We find that the issue is covered by the decision of the Tribunal in the case of Jayant Agro Organics Ltd. (supra) also wherein the Tribunal has held as under: 4. After hearing both sides and considering the material on record and the submissions made. The appellants are challenging an interpretation, that by the amendment dated 15-9-98 to Notification 1/95 the benefit of duty free utilisation would be available under Serial No. 3(c) of the table to the notification only to furnace oil used for boilers in an 100% EOU of textiles would only be eligible and not to an EOU using furnace oil to generate steam used in and essentially required in the distillation of the oils in the appellants unit i.e. used as a consumable or and raw material permitted under Serial Nos. 5 & 7 of the same table. It is termed: (a) The amendment dated 15-9-98 to the Notification vide Notification 31/98 added the following entries in the table to Notification 1/95.
3. Captive power plants, including captive generating sets of a capacity exceeding 1000 KVA and the spares for such plants and sets as recommended by the said board.
3A. Captive power plants, including captive generating sets, up to a capacity of KVA and the spares for such plants and sets as recommended by the Development Commissioner.
3B. Fuel, lubricants and consumable for goods specified at items 3 and 3A as approved by the Commissioner of Customs on the recommendation of the Development Commissioner, 3C. Furnace oil required for the boilers used in the textile units as approved by the Commissioner of Customs on the recommendation of the Development Commissioner.
(b) There is no doubt, that vide amendment at 3C above, furnace oil required for boilers used in the textile mills as approved by the Commissioner of Customs on the recommendations of the Development Commissioner, were goods eligible for the benefit of the exemption notification. However, this amendment did not impugne Entry Nos. 5 or/and 7, in the said list captioned "raw material", "consumable" against which the benefit was being availed, by the said appellants herein before the amendment came into effect vide. Notification 31/98.
(c) There is no material on record which demonstrated that furnace oil was indeed not a consumable and/or not a raw material, permitted under Entry Nos. 7 and/or 5 of the Notification 1/95 which remains the same before and after the amendment. The use of this furnace oil is to generate steam in the appellants' factory, which is thereafter used in relation to the process of distillation of the final product. Without the use of this steam, process of distillation cannot be carried out, and end products can not be manufactured.
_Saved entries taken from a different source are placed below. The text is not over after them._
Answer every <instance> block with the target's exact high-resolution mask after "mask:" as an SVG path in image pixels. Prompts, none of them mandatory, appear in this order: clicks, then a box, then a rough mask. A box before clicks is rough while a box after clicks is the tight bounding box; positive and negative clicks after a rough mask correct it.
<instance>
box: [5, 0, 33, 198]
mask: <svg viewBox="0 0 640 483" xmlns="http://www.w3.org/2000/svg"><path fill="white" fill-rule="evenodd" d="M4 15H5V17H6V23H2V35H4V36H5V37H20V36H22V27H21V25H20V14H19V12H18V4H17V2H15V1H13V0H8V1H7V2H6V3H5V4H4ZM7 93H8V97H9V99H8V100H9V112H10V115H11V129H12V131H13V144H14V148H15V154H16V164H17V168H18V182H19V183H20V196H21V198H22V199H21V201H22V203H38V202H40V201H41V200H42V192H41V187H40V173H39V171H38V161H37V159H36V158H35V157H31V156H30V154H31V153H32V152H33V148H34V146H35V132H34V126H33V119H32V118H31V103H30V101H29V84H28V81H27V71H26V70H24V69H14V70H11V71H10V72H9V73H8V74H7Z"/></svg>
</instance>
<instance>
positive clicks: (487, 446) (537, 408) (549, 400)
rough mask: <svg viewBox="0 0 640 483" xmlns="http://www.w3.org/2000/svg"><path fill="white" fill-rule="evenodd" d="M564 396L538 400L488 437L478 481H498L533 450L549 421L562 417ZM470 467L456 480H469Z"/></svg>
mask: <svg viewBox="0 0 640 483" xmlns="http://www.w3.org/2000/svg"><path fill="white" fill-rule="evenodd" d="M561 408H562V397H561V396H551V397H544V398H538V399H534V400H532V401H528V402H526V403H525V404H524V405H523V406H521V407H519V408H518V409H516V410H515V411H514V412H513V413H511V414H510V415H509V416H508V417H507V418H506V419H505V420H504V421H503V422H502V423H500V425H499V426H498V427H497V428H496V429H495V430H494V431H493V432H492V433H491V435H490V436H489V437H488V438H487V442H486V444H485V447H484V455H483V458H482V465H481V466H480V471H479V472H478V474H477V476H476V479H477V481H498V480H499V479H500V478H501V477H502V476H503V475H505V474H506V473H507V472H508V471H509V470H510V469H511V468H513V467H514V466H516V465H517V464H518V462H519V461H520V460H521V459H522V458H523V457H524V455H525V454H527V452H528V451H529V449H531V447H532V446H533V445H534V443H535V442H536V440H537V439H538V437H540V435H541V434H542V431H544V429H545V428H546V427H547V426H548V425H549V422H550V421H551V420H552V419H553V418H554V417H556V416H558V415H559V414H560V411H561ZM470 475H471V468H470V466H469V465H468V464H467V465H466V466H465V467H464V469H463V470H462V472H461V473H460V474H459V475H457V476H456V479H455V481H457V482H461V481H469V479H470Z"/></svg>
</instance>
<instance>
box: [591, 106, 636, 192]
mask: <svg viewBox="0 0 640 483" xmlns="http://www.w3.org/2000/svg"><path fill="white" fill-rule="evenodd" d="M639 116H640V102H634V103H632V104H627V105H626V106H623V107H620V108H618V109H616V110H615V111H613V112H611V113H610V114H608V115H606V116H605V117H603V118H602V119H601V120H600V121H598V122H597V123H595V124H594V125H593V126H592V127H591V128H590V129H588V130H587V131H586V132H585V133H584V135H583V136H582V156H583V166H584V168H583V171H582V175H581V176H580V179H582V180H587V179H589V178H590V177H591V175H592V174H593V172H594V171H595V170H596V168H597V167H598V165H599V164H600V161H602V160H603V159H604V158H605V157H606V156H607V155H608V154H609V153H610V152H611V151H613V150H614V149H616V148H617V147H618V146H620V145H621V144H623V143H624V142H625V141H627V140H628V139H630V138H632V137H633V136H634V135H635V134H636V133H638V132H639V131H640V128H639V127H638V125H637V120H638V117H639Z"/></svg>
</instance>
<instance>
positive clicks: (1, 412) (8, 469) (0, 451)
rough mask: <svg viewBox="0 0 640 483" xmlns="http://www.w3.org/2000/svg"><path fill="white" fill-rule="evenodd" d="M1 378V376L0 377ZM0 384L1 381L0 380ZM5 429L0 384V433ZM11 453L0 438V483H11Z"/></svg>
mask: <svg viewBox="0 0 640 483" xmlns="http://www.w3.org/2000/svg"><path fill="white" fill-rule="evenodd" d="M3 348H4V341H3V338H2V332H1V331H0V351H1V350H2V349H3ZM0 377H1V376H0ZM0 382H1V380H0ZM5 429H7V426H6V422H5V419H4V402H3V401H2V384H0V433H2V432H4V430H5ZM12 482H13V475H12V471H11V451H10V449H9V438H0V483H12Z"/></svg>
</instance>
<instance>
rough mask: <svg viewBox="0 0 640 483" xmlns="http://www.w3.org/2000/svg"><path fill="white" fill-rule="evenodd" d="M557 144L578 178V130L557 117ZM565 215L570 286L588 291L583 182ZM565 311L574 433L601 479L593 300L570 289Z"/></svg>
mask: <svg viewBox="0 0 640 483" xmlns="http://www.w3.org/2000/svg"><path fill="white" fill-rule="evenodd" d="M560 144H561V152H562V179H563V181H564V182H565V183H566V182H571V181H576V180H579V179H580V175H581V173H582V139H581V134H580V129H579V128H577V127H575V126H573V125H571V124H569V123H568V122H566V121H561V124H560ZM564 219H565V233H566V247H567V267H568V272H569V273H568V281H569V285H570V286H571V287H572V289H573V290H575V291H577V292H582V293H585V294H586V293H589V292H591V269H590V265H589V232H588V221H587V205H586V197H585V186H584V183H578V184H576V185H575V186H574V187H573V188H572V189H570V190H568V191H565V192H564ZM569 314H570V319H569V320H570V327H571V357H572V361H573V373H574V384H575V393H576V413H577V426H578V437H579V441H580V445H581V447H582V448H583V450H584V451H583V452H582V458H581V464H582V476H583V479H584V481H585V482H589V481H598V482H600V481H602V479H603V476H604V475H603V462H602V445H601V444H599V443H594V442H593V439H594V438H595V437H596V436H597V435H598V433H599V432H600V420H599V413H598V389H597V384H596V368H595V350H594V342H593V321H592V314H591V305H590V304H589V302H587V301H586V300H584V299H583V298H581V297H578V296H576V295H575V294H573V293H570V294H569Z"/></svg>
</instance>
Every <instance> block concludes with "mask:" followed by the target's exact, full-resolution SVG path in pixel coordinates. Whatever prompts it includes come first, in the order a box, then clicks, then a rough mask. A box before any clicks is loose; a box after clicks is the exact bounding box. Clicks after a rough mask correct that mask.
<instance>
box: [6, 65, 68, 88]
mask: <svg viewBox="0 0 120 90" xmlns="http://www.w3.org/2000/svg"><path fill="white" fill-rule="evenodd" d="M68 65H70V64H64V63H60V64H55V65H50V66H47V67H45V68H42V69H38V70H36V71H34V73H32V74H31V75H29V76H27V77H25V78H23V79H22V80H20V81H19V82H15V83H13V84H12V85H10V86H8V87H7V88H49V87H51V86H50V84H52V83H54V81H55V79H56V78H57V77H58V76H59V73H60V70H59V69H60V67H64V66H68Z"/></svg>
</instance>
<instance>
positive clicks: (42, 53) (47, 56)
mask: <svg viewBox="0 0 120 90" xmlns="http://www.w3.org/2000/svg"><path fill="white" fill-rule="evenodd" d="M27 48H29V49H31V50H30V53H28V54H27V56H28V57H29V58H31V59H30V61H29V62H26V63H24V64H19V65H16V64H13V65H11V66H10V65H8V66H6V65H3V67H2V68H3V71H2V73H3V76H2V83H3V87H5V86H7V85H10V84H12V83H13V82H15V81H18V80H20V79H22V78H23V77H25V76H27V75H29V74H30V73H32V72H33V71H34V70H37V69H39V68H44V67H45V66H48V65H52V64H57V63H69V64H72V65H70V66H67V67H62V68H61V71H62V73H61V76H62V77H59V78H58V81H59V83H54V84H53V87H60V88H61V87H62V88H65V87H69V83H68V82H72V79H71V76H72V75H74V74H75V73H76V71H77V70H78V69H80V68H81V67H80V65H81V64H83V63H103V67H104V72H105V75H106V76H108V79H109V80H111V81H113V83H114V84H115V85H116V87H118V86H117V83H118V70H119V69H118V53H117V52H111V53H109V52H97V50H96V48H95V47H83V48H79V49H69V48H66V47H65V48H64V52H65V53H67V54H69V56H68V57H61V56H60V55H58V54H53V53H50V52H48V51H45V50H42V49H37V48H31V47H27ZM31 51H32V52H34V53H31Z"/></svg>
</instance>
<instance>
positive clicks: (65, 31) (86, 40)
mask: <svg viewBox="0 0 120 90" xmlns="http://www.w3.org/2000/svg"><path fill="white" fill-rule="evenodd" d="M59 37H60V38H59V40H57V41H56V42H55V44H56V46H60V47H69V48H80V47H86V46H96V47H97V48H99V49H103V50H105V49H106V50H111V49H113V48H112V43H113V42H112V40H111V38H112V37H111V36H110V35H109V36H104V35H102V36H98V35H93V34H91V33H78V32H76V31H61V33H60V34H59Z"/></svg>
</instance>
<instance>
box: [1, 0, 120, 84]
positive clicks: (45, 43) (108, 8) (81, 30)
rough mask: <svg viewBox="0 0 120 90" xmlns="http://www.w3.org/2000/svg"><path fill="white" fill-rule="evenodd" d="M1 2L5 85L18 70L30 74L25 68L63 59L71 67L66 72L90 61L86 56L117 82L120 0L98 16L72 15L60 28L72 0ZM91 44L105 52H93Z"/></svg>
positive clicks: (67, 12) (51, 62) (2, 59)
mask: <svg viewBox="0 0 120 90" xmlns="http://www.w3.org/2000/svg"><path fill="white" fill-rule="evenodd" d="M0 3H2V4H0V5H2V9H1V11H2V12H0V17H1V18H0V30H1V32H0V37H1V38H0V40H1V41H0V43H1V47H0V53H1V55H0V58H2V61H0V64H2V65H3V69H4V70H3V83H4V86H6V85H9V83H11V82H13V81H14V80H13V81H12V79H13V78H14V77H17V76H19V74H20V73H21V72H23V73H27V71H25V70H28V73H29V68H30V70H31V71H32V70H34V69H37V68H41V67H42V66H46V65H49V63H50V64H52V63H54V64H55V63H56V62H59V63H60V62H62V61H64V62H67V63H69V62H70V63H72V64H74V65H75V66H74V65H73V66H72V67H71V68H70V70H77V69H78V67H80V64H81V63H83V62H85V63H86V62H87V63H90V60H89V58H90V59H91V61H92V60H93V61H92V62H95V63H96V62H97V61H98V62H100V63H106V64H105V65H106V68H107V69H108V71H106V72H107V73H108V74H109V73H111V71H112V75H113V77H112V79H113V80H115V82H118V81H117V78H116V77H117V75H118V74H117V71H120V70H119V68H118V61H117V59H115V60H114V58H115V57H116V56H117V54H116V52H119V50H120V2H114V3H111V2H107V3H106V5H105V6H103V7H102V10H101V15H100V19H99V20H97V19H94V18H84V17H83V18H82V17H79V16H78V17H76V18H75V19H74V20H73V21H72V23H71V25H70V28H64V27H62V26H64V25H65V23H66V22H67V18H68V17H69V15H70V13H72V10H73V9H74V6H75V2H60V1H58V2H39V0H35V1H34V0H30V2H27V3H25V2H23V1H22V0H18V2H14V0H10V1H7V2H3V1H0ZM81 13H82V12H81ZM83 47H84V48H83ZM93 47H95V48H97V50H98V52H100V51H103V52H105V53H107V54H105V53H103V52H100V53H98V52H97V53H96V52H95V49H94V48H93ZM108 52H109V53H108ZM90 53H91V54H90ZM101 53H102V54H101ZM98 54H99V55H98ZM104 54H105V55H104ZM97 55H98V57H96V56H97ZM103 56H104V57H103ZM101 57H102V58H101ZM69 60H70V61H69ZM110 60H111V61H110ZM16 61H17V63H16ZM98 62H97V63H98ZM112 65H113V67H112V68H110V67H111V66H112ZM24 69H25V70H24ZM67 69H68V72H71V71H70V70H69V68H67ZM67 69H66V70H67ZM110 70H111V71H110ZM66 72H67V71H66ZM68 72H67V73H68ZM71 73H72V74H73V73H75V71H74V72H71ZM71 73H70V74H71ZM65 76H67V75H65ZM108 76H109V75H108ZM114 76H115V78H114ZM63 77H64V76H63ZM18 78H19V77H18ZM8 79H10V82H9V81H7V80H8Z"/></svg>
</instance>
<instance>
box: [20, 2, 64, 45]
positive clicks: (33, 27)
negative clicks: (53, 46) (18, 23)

Therefore, we cannot approve the Commissioner's findings that the use of furnace oil in the boilers in this case to generate the steam. Prima facie would no constitute and be covered under the word "consumables" or "raw material". The notification permits the goods mentioned, which are brought "in connection with the manufacture of an article" and there is no doubt there can be no dispute that the "furnace oil" in this case has been brought and used for the manufacture of final products, which have been exported by the EOU. Therefore, there is no doubt that the said goods would be covered by the word "raw material" and/or "consumable" in this case.
7. Respectfully following the said decisions, we hold that furnace oil/LDO/HSD procured by appellants are covered under heading "consumable" in Notification No. 1/95 and the impugned order is liable to be set aside. We also hold that appellant had correctly followed the provisions of Notification No. 1/95, as amended. Accordingly, the impugned order is set aside and the appeals are allowed, with consequential relief, if any.